Literature, Inquiry, and Freedom

Joseph P. Coulson, PhD, President, The Great Books Foundation

Reading a novel, a short story, or a poem is an act of collaboration. I mean by this that great literature needs a reader’s imagination, experiences, and emotions to fill the blank spaces of the text. Words spark a memory, a feeling, a glimpse of something familiar, and when this happens, we pour our perceptions into the web of words and make the story more than the sum of its parts. It is, in fact, the collaboration of writer, words, and reader that makes the experience of literature so powerful. In the final analysis, books, stories, and poems that are truly great invite the reader’s participation, allowing the reader to extend the picture that the writer began.

Call it a conversation, the relationship between writer and reader, with the text serving as the object of discussion. In this conversation there is a great deal of room for interpretation, and if we widen the circle of our conversation to a classroom or a book group, then the possibilities for rich exchange and deeper understanding of the text are multiplied. We engage in a collaborative search for meaning that has the potential to widen the scope of our perception and unlock new dimensions of a text that previously went unnoticed.

Questions are the fuel of inquiry-based instruction, not so much procedural or factual questions but rather those questions that demand critical thinking or abstract reasoning. Shared Inquiry™, the learning method developed by the Great Books Foundation, uses careful and deliberate questioning to explore multiple levels of meaning in a text, and at the heart of Shared Inquiry is participation for all. We ask teachers to formulate and ask questions that guide an all-inclusive, collaborative search for meaning. Such discussions, we believe, build a field of action for critical thinking skills. This is especially true when the questions asked about a text invite students to participate in an act of exploration or, in more specific terms, allow students to open a range of interpretations that make meaning out of unfamiliar and seemingly inchoate information. Cognitive development depends on this sort of practice, as does skillful social functioning—and we must not forget that the habits of inquiry taken to their ultimate expression make for knowledgeable and engaged citizens.

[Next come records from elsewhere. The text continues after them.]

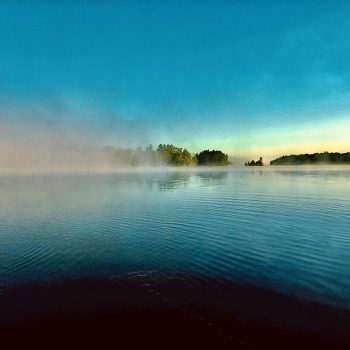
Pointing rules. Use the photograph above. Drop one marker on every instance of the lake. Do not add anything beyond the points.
(258, 242)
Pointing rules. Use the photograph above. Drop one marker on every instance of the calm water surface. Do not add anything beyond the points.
(286, 229)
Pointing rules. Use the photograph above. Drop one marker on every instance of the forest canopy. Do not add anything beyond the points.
(216, 158)
(164, 155)
(315, 158)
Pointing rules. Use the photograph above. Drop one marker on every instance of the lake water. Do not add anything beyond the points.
(281, 229)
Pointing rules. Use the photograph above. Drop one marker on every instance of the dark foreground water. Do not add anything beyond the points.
(248, 252)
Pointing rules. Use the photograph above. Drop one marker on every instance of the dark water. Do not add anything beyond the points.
(282, 230)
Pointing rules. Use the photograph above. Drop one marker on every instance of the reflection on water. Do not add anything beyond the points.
(285, 229)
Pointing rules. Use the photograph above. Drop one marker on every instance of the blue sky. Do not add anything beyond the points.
(250, 77)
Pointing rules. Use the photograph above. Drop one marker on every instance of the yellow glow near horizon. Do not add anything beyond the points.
(270, 143)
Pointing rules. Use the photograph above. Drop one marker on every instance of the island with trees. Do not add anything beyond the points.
(315, 158)
(255, 163)
(163, 155)
(212, 158)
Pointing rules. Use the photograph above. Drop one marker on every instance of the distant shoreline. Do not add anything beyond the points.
(325, 158)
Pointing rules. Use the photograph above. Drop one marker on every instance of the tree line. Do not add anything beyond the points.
(164, 154)
(315, 158)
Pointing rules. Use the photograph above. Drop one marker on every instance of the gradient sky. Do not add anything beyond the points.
(249, 77)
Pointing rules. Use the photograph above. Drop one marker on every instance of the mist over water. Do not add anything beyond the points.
(284, 229)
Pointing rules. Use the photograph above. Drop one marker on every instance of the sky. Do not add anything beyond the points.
(252, 78)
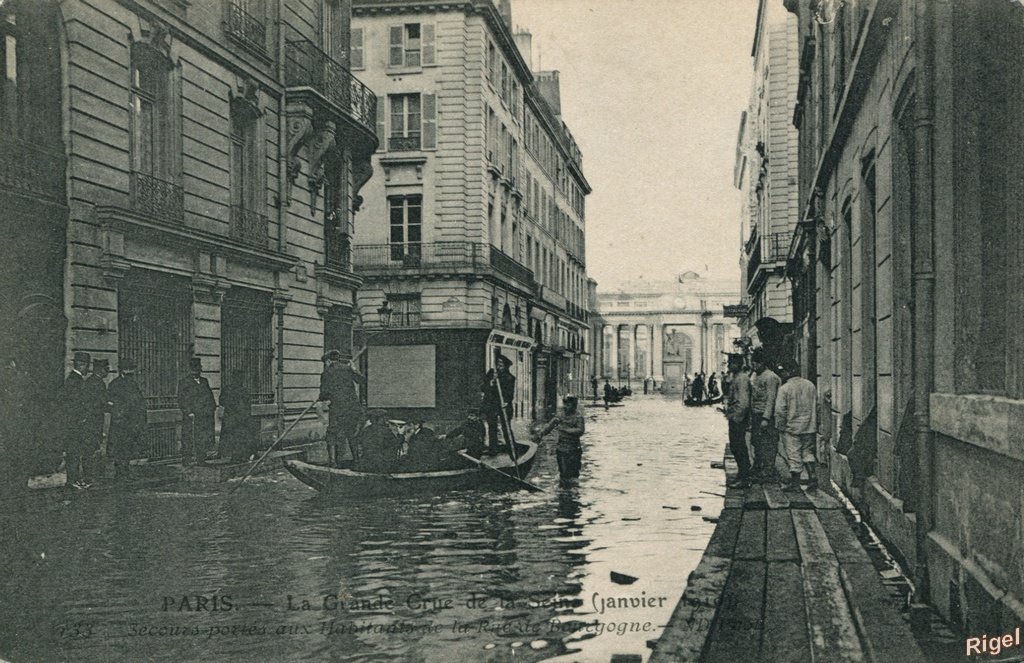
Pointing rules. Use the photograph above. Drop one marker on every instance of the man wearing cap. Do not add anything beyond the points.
(75, 418)
(570, 428)
(796, 419)
(764, 389)
(338, 383)
(198, 407)
(127, 419)
(494, 404)
(737, 411)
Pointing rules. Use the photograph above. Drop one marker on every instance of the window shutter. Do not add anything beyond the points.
(356, 49)
(427, 34)
(381, 123)
(429, 121)
(395, 46)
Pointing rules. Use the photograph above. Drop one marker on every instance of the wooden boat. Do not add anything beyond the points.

Consider Shared Inquiry in relation to empathy and social functioning. In the discussion of a novel or a story, questions aimed at character motivation or a character’s psychological condition ask students to form a theory of mind or, in other words, to imagine the specifics of a character’s interior or mental state. Simply put, theory of mind is the ability to make sensible claims about the mental states of others. Any time we consider why so-and-so said or did something that on the surface seems difficult to understand, we are demonstrating our theory of mind capabilities. Trying to understand the mental states of others, the emotions and motivations of others, is a step toward empathy, cooperation, and community. In this way, Shared Inquiry discussion, particularly when it probes motivations, intentions, and psychological perspectives, can assess and cultivate theory of mind capabilities and, within the broader conditions for critical thinking, create an environment where skillful social functioning can be modelled and practiced.

In inquiry-based instruction and especially in Shared Inquiry, everyone at the table or in the circle has the opportunity to participate by sharing knowledge and ways of thinking about the world. This in itself is a liberating experience. Students feel free to share ideas, test speculations, and cite evidence to support their claims. Students enjoy the benefits of the group’s overall effort, promoting a sense of community and common purpose. There is often an egalitarian spirit in such discussions, a freedom to take risks that emerges from the growing respect that everyone feels for all members of the group. When the conversation that initially began between writer, text, and reader moves to a classroom or community forum in this manner, then we see through action that a democratic impulse lives at the heart of Shared Inquiry. Indeed, I have heard some people say at the close of a discussion that “Shared Inquiry is democracy.”

The progress from questioning to collaborative learning, from personal curiosity to cultural understanding, is a movement toward making ourselves and our society whole. Shared Inquiry is, I believe, an important step toward equity and wholeness—participation for all. It is an expression of the democratic impulse, and its emphasis on critical thinking, exploration, and discovery empowers students of all ages to think first for themselves and eventually for the common good.